Every time we evaluate, we cost our organization resources, time, and energy. So there might be a point where you could theoretically evaluate too much.
However, what I've seen over the last couple of decades is that we don’t evaluate enough, and we do it inadequately. We tend to measure things like butts in seats, how many people completed the course, and we use low-level, poor-performing smile sheets. Occasionally we do a bit more, but often that’s about all we do.
I wouldn't want people to think that they should just ignore evaluation. If you think about evaluation, we need to get feedback to know how well we're doing so that we can make our work better. That's what a professional does, and that's what we should do.
My Learning-Transfer Evaluation Model (LTEM) is eight tiers. The real advantage to the LTEM is that it focuses more on the learning side. Instead of just measuring knowledge, it also looks at decision-making competence and task competence. By focusing on those things, we not only get better evaluation results, but we get better learning designs as well.

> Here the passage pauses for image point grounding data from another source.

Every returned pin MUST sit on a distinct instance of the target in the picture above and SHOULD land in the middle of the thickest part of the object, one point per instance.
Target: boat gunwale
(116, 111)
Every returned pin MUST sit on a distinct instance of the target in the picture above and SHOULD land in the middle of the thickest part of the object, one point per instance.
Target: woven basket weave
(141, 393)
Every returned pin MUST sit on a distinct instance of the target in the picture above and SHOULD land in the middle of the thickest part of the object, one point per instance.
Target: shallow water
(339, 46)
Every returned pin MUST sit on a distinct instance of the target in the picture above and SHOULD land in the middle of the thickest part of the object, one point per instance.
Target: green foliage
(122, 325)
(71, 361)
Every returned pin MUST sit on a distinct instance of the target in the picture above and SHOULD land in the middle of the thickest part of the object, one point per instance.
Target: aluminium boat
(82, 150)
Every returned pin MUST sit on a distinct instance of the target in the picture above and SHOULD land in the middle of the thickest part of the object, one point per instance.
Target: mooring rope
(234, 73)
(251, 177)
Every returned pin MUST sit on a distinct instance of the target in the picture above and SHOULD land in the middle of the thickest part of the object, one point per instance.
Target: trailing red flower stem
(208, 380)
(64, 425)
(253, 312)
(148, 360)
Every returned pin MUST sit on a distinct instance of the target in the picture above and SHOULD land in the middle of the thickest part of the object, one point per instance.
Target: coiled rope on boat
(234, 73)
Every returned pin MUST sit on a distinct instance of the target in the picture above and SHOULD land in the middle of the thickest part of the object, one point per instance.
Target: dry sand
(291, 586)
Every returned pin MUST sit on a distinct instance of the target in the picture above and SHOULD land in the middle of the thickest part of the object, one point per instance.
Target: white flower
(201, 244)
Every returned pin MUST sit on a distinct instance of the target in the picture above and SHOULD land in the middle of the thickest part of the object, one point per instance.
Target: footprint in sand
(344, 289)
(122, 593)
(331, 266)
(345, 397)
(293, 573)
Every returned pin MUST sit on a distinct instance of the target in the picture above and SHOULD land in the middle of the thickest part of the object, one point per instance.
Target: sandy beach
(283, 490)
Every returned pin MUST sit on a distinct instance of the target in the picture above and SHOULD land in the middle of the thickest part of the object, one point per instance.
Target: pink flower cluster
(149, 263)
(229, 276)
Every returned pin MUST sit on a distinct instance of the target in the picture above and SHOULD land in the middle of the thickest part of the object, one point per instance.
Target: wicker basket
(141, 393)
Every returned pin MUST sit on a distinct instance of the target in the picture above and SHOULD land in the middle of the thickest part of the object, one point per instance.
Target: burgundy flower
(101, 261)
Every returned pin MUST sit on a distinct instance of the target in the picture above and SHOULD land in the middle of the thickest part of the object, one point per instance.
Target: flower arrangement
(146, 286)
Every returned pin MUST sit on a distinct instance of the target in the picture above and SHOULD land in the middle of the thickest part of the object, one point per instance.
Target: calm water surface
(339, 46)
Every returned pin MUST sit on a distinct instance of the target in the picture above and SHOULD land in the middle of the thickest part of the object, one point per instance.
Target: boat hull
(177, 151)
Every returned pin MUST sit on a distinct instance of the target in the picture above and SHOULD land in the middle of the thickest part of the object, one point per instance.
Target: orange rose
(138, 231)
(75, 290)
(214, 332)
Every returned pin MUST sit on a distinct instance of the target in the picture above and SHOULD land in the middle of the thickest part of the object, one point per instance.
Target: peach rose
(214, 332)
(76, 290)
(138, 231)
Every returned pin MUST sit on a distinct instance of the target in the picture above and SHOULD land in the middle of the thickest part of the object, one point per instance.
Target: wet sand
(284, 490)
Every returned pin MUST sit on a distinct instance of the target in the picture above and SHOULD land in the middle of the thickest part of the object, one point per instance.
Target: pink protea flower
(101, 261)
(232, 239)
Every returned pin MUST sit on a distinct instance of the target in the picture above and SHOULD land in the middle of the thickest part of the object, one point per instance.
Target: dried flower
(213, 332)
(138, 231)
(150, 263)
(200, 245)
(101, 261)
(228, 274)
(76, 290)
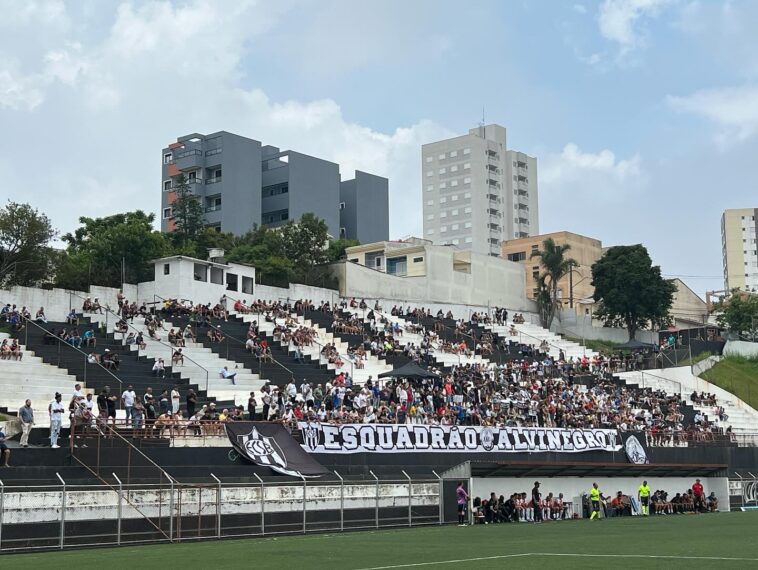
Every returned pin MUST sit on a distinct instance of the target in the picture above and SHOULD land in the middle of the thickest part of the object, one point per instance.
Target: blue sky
(643, 114)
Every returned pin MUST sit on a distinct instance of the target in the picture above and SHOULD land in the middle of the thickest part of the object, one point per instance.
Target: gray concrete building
(477, 193)
(241, 183)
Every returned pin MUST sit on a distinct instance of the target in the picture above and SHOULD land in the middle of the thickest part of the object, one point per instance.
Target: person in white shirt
(224, 373)
(128, 398)
(56, 410)
(175, 400)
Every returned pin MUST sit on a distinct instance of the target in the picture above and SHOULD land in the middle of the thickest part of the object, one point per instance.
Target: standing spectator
(191, 402)
(56, 410)
(128, 398)
(536, 499)
(5, 453)
(699, 492)
(462, 500)
(26, 415)
(175, 399)
(251, 405)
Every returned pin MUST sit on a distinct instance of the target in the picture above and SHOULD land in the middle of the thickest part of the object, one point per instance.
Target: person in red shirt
(699, 492)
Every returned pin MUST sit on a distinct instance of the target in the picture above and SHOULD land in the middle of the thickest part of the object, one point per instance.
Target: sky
(643, 114)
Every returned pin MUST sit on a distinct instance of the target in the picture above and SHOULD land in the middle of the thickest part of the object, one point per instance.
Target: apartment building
(477, 193)
(575, 289)
(242, 183)
(739, 249)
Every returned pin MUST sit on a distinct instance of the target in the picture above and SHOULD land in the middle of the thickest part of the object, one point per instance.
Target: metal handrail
(171, 348)
(60, 341)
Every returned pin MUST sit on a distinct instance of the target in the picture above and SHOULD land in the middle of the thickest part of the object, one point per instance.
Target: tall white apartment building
(477, 193)
(739, 235)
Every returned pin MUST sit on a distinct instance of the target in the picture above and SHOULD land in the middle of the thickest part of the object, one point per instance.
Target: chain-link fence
(63, 516)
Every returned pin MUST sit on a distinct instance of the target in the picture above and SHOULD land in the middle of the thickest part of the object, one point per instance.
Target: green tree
(739, 313)
(554, 266)
(26, 257)
(630, 290)
(103, 250)
(337, 247)
(188, 214)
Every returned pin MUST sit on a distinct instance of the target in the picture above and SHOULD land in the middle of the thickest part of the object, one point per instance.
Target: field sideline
(723, 540)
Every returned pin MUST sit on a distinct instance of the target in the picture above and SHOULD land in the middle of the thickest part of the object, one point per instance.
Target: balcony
(189, 159)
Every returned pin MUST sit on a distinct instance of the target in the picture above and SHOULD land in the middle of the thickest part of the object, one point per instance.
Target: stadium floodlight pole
(218, 506)
(63, 508)
(342, 502)
(377, 497)
(263, 506)
(410, 498)
(118, 509)
(439, 479)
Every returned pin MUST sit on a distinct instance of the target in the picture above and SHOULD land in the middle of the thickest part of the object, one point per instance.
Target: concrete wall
(573, 487)
(102, 503)
(741, 348)
(491, 281)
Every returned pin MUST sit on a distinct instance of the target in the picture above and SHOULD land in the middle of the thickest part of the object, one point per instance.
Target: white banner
(394, 438)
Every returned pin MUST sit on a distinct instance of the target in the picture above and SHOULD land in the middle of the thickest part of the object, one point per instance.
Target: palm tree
(554, 266)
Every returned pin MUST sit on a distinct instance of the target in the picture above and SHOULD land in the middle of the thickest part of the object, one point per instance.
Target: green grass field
(719, 540)
(737, 375)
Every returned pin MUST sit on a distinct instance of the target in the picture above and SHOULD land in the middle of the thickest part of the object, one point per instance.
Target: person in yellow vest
(595, 497)
(643, 494)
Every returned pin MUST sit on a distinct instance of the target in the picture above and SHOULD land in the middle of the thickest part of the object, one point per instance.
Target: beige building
(739, 238)
(575, 289)
(687, 309)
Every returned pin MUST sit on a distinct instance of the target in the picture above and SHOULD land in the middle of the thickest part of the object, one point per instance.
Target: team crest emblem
(487, 438)
(634, 451)
(262, 450)
(311, 436)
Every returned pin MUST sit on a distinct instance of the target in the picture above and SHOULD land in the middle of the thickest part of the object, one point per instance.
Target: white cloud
(97, 111)
(573, 165)
(733, 109)
(618, 21)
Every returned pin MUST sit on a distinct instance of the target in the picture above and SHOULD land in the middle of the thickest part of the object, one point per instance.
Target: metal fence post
(342, 501)
(439, 496)
(118, 508)
(63, 508)
(263, 506)
(377, 498)
(218, 506)
(410, 498)
(305, 499)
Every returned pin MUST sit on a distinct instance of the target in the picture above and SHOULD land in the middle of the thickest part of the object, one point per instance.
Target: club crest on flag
(262, 450)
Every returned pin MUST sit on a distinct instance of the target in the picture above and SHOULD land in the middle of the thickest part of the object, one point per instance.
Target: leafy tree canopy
(630, 290)
(25, 254)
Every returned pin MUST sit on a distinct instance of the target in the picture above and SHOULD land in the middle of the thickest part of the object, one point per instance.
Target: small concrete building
(202, 281)
(415, 270)
(575, 289)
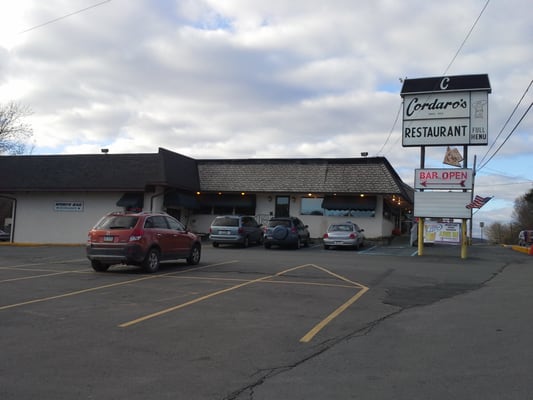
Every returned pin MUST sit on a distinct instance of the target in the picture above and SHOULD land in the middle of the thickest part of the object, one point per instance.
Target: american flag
(478, 202)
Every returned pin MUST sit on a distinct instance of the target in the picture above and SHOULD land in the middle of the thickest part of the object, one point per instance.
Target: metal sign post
(445, 111)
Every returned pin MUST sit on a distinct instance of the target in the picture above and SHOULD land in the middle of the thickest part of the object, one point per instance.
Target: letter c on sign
(444, 83)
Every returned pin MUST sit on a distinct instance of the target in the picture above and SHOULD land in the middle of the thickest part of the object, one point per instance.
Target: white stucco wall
(374, 226)
(38, 221)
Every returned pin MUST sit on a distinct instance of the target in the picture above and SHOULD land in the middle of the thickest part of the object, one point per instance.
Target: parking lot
(254, 323)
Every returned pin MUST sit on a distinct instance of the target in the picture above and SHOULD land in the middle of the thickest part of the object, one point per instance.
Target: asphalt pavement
(379, 323)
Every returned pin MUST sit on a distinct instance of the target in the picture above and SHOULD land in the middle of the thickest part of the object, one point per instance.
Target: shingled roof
(136, 172)
(372, 175)
(97, 172)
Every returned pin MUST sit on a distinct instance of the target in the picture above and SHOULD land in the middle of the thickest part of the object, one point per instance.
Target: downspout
(13, 218)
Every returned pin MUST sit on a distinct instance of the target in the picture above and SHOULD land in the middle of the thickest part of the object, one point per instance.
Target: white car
(345, 234)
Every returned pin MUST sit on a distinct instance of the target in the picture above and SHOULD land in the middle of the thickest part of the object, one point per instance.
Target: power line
(445, 71)
(466, 38)
(64, 16)
(506, 122)
(392, 129)
(508, 136)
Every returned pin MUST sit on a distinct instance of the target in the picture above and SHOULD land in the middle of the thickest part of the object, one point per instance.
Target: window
(282, 206)
(350, 206)
(175, 225)
(311, 206)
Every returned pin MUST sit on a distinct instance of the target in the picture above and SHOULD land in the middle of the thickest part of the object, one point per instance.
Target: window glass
(311, 206)
(226, 221)
(159, 222)
(222, 210)
(117, 222)
(175, 225)
(244, 210)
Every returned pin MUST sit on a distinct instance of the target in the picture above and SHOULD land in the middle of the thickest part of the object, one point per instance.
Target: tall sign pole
(445, 111)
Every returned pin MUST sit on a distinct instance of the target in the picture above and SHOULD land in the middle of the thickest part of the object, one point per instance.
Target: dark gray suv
(286, 231)
(235, 229)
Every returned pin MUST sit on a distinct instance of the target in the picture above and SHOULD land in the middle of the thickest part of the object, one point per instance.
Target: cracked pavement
(431, 327)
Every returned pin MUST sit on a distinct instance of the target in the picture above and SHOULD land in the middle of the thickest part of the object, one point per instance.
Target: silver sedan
(344, 235)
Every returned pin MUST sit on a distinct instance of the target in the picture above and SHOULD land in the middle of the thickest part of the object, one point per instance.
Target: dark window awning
(131, 200)
(178, 200)
(365, 203)
(227, 200)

You also mentioned smile sheets. There’s been scientific research conducted over many years that has found that the traditional smile sheets are not correlated with learning results. You can get high marks on a smile sheet and have a good course, but it's equally likely that you’ll have high marks and a bad course. If you get low marks, you could have a bad design, but you’re equally likely to have a good design. So, we can't rely on smile sheets.
That being said, are we going to use smile sheets anyway, so can we make them better? I think we can. I’m not anti-smile sheet, but I don’t think smile sheets are the end-all and be-all. Sometimes well-designed smile sheets can be a good starting place for organizations, but they shouldn't end there. Organizations should do more than that.